Vurdumduymazlık, nemelazımcılık, bana dokunmuyorlar ya bananecilik almış başını gidiyor. Bu gidişin sonu yok! Bu gidişin sonu izmihlal! Bakın size bu gidişin sonunu veciz bir şekilde ifade eden ve bugün Topkapı müzesinde sergilenen bir vesika ile yeniden vereyim.

Devir; Osmanlı Devletinin yükseliş devri…

Kanuni Sultan Süleyman, üç kıtaya hâkim bu muazzam devletin akıbetini hayal eder ve "Günün birinde Osmanoğulları inişe geçer, çökmeye yüz tutar mı?" diye düşünmeye başlar... Bu düşüncesini soru olarak sütkardeşi meşhur âlim Yahya Efendi´ye sormaya karar verir. Güzel bir hatla yazdığı mektubu Yahya Efendi´ye gönderir. Mektubunda; "Sen ki ilâhi sırlara vakıfsın. Kerem eyle de bizi aydınlat. Bir devlet hangi halde çöker? Osmanoğullarının akıbeti nasıl olur? Bir gün olur da izmihlale uğrar mı?" diye sorar.

Yahya Efendi´nin cevabı gecikmez. Cevap, kısa ve tek cümleden ibarettir: "Nemelâzım be Sultanım!"

Kanuni Sultan Süleyman, Yahya Efendinin mektubuna verdiği bu kısa cevabı okuyunca hayretler içerisinde kalır ve hiçbir anlam veremez. Yahya Efendi gibi bir zatın, böylesine basit bir cevapla işi geçiştirmesine şaşırır, üzülür ve Yahya Efendinin Beşiktaş’taki dergâha gitmeye karar verir.

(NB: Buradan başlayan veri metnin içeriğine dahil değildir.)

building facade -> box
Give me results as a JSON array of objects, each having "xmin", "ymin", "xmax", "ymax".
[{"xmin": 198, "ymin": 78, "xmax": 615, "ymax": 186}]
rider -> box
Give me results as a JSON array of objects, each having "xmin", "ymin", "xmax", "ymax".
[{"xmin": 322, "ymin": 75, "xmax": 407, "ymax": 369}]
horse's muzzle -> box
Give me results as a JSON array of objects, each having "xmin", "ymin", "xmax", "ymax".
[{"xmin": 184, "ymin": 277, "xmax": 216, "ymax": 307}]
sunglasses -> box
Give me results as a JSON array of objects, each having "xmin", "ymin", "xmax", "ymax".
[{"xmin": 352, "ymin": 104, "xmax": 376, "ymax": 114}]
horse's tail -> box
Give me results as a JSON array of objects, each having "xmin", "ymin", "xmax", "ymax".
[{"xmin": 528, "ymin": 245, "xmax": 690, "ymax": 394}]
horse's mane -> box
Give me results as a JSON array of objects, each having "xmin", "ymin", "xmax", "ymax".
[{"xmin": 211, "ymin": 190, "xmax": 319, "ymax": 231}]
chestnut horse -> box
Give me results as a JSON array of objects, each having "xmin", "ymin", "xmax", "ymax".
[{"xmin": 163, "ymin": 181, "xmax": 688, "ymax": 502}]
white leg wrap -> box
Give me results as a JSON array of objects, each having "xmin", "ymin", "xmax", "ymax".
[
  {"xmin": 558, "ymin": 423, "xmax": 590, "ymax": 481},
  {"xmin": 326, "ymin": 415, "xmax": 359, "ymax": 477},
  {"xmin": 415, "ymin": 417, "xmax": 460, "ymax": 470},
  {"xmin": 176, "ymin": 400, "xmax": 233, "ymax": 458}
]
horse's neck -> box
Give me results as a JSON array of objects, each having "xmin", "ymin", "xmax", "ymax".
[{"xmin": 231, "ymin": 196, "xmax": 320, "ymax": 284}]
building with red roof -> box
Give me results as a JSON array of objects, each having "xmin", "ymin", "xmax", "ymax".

Dergâhta padişah Yahya Efendinin mektubuna verdiği bu kısa cevabı için ona sitem eder. Yahya Efendi;“Sultanım sorunuzun üzerine iyice düşündüm ve kanaatimi de açıkça arz ettim.”, der. Kanuni Sultan Süleyman; “İyi ama bu cevaptan bir şey anlamadım. Sadece ´Nemelâzım be sultanım´ demişsiniz. Sanki ´Beni böyle işlere karıştırma´ der gibi bir anlam çıkarıyorum.” deyince Yahya Efendi neyi kastettiğini açıklar: “Sultanım! Bir devlette zulüm yayılsa, haksızlık şayi olsa, işitenler de ´Nemelâzım´, deyip uzaklaşsalar, sonra koyunları kurtlar değil de çobanlar yese, bilenler bunu söylemeyip sussa, gizleseler; fakirlerin, muhtaçların, kimsesizlerin feryadı göklere çıksa da bunu da taşlardan başkası işitmese, işte o zaman devletin sonu görünür. Böyle durumlardan sonra devletin hazinesi boşalır, halkın itimat ve hürmeti sarsılır. Asayişe itaat hissi gider. Çöküş ve izmihlal de böylece mukadder hale gelir.” Bu sözleri duyan koca Sultan ağlamaya başlar. Sonra da ülkesinin kendisini böyle ikaz eden bir âlime sahip olduğu için Allah´a şükreder. Bu türlü ikazlardan geri kalmaması için tembihte bulunur ve oradan ayrılır.